Fragmentos del discurso del papa Francisco en la segunda sesión de la XVI asamblea general ordinaria del Sínodo de los Obispos, 2 de octubre de 2024
Queridos hermanos y hermanas:
«El Espíritu Santo nos acompaña siempre. Es consuelo en la tristeza y en el llanto, sobre todo, cuando —precisamente por el amor que nutrimos por la humanidad—, frente a lo que no va bien, a las injusticias que prevalecen, a la obstinación con la que nos oponemos a responder con el bien frente al mal, a la dificultad de perdonar, a la falta de valentía para buscar la paz, caemos en el desánimo, nos parece que no haya nada que hacer y nos entregamos a la desesperación. Así como la esperanza es la virtud más humilde pero también la más fuerte, la desesperación es lo peor».

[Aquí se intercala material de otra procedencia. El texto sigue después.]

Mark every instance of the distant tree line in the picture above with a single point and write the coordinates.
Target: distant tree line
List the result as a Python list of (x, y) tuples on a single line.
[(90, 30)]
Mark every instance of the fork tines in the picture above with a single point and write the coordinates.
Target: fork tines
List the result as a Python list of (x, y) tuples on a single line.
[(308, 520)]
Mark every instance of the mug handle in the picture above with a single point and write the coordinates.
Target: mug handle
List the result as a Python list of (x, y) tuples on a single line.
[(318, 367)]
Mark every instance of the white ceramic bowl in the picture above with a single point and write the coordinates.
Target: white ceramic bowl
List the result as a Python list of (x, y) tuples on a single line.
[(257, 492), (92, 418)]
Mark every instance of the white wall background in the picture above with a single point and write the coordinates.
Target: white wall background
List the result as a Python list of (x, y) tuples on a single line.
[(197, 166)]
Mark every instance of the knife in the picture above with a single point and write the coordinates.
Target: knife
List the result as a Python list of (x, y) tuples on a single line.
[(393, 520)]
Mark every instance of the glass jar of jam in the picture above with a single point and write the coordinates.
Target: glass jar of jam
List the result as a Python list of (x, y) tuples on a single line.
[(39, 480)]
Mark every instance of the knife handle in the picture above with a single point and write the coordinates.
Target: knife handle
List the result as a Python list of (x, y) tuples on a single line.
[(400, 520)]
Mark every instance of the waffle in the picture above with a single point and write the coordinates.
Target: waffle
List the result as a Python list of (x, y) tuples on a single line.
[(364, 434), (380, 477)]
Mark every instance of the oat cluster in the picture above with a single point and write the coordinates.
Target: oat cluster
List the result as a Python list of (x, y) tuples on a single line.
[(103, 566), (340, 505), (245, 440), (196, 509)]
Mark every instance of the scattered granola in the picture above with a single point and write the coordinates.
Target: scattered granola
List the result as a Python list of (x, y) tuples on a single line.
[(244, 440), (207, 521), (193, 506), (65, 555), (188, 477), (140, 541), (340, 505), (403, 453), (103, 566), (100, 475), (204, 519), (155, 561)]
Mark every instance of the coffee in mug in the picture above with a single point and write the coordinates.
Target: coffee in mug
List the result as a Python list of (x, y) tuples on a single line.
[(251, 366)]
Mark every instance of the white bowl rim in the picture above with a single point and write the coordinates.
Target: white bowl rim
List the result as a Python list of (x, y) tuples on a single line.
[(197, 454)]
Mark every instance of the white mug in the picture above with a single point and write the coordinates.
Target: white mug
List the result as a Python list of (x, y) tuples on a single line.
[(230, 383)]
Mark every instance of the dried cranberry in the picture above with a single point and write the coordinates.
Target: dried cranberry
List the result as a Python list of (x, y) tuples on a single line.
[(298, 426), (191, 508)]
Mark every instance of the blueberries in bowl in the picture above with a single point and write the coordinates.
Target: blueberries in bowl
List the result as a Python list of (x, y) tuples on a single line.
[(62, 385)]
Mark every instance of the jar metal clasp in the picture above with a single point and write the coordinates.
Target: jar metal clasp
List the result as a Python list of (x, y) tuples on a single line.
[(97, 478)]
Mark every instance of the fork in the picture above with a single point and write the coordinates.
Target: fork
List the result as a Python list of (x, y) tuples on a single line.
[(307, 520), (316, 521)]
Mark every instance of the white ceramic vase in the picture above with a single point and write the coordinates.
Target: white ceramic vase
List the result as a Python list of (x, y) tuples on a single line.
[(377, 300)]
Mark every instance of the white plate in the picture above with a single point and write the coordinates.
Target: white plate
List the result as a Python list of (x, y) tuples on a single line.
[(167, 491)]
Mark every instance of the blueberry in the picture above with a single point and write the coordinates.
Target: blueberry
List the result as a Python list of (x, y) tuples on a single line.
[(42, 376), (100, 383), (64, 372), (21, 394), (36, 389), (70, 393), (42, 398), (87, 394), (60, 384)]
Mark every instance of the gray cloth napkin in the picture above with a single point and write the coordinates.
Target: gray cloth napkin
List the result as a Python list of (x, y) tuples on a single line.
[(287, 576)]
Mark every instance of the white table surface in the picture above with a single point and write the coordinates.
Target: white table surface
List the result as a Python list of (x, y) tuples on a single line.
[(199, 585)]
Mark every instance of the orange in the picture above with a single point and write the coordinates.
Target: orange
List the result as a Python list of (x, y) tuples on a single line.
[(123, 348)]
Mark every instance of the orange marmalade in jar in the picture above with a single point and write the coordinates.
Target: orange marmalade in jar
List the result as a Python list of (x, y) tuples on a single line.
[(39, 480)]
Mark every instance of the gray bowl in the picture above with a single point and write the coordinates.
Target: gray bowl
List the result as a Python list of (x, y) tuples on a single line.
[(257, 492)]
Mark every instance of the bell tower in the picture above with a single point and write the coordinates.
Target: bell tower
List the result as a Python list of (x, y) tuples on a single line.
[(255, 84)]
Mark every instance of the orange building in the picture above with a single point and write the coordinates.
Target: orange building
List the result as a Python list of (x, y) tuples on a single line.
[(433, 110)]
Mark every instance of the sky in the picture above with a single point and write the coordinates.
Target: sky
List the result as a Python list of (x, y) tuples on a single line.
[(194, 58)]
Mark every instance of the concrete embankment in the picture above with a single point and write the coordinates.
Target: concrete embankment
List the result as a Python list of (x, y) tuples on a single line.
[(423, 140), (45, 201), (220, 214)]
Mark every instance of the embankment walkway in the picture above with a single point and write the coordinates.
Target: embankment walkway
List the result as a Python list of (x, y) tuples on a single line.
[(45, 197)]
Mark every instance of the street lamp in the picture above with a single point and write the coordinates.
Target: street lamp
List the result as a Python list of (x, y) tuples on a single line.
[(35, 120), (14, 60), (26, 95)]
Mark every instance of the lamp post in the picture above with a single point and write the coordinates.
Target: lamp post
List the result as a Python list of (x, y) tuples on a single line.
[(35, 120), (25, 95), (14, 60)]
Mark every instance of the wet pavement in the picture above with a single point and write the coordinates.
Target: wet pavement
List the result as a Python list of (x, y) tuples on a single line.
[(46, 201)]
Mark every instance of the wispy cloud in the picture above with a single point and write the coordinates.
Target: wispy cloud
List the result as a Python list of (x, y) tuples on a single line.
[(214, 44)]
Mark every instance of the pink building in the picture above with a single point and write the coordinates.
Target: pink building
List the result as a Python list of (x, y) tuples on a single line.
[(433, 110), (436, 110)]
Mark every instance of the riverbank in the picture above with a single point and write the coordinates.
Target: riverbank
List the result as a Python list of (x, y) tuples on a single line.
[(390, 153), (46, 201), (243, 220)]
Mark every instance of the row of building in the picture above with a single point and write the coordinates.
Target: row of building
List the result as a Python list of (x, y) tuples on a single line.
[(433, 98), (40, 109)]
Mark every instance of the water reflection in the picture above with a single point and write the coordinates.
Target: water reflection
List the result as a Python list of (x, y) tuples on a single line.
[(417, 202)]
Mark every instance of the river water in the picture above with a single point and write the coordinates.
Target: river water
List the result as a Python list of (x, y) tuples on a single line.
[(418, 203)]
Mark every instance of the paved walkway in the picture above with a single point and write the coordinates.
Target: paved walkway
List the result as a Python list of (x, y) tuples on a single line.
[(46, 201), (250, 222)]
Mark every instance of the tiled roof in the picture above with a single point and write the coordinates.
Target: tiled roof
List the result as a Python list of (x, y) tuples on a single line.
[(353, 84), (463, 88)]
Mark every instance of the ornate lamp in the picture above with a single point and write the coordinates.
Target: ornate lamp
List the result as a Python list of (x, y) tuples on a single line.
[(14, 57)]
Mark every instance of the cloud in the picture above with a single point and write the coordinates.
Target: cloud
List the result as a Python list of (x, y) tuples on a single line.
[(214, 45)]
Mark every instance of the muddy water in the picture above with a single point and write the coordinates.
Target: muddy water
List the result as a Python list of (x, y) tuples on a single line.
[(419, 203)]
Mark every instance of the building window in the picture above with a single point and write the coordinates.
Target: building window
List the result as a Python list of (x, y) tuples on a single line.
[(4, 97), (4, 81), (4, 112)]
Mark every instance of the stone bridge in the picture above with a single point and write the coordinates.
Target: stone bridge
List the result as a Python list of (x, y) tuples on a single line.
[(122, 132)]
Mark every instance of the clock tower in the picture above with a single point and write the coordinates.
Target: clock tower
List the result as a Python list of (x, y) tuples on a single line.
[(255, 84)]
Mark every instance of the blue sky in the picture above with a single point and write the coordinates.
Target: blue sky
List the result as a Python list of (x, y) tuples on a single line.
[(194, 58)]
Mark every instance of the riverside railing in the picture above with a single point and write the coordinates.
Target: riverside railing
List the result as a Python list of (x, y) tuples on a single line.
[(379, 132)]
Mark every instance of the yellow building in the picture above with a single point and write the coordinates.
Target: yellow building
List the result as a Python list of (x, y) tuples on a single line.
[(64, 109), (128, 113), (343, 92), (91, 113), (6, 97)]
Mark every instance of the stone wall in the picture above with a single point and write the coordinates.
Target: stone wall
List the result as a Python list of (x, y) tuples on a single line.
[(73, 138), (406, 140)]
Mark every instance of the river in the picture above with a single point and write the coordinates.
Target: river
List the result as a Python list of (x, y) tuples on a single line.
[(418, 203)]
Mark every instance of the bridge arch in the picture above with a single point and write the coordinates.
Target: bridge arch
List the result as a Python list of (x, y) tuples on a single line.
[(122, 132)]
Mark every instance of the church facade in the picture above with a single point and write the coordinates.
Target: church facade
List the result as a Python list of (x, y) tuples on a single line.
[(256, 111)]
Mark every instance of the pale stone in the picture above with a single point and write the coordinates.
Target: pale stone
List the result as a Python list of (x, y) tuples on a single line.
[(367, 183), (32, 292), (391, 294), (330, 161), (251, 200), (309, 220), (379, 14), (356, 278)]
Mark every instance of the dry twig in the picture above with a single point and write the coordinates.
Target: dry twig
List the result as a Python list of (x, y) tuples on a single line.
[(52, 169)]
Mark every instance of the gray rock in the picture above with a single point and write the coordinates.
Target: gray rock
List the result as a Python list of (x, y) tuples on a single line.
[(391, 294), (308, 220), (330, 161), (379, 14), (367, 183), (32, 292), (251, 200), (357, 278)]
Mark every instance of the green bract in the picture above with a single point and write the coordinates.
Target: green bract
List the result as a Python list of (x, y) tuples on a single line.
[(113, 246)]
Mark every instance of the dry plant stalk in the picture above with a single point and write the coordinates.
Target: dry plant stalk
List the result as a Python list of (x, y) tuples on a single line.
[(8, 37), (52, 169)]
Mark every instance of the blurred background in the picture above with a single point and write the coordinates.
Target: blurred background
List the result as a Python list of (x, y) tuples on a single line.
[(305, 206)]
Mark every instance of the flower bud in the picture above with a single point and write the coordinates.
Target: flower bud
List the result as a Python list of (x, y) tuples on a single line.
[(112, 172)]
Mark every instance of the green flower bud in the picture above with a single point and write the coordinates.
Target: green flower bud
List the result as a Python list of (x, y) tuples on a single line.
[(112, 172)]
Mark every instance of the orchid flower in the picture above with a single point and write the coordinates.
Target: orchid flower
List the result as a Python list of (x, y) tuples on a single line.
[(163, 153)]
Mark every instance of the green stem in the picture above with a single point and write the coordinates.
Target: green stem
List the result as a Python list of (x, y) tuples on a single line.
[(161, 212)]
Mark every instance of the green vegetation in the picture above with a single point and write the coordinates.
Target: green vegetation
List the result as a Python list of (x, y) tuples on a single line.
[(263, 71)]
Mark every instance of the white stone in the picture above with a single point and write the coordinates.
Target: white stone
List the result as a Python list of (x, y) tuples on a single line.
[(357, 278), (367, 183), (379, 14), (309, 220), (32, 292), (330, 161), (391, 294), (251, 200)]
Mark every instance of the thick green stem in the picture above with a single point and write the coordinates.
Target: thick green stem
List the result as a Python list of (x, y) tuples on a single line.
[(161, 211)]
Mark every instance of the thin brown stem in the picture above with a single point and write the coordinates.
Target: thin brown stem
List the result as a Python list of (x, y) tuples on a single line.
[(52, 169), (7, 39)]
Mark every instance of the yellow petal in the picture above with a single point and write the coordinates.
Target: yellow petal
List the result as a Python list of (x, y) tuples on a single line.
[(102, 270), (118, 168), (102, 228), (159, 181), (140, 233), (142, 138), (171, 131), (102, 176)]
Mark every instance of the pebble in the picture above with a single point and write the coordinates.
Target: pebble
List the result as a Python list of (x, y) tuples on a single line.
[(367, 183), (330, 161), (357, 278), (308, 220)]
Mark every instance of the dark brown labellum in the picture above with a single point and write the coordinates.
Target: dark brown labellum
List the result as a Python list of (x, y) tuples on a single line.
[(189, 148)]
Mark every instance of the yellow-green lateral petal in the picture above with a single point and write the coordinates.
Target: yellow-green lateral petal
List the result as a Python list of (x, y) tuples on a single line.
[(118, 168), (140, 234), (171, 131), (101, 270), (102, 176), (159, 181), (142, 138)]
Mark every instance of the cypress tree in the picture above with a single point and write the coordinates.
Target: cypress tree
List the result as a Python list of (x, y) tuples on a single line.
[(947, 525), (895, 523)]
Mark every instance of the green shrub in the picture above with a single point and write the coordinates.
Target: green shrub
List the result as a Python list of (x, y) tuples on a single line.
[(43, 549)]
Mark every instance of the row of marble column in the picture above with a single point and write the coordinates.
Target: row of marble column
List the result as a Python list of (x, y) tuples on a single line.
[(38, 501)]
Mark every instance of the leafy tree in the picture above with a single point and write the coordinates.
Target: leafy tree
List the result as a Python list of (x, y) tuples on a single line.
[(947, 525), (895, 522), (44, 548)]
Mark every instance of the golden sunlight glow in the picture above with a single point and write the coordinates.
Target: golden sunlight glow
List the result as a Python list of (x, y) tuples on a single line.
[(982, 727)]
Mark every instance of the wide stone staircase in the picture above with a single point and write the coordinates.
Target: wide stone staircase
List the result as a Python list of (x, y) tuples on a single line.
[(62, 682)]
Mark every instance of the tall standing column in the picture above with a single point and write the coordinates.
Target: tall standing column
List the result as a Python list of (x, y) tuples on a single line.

«También la humildad es un don del Espíritu Santo, y debemos pedírselo. La humildad, como dice la etimología de la palabra, nos restituye a la tierra, al humus, y nos recuerda el origen, donde sin el soplo del Creador continuaríamos a ser barro sin vida. La humildad nos permite mirar al mundo reconociendo que no somos mejores que los demás. Como dice san Pablo: “No quieran sobresalir” (Rm 12,16). Y no se puede ser humildes sin amor. Los cristianos deberían ser como aquellas mujeres descritas por Dante Alighieri en un soneto, mujeres que tienen dolor en el corazón por la pérdida del padre de su amiga Beatriz: “Vosotras que traéis lacio semblante, bajos los ojos y el dolor marcado” (La Vida Nueva, XXII, 9). Ésta es la humildad solidaria y compasiva, de quien se siente hermano y hermana de todos, padeciendo el mismo dolor, y reconociendo en las heridas y en las llagas de cada uno, las heridas y las llagas de nuestro Señor».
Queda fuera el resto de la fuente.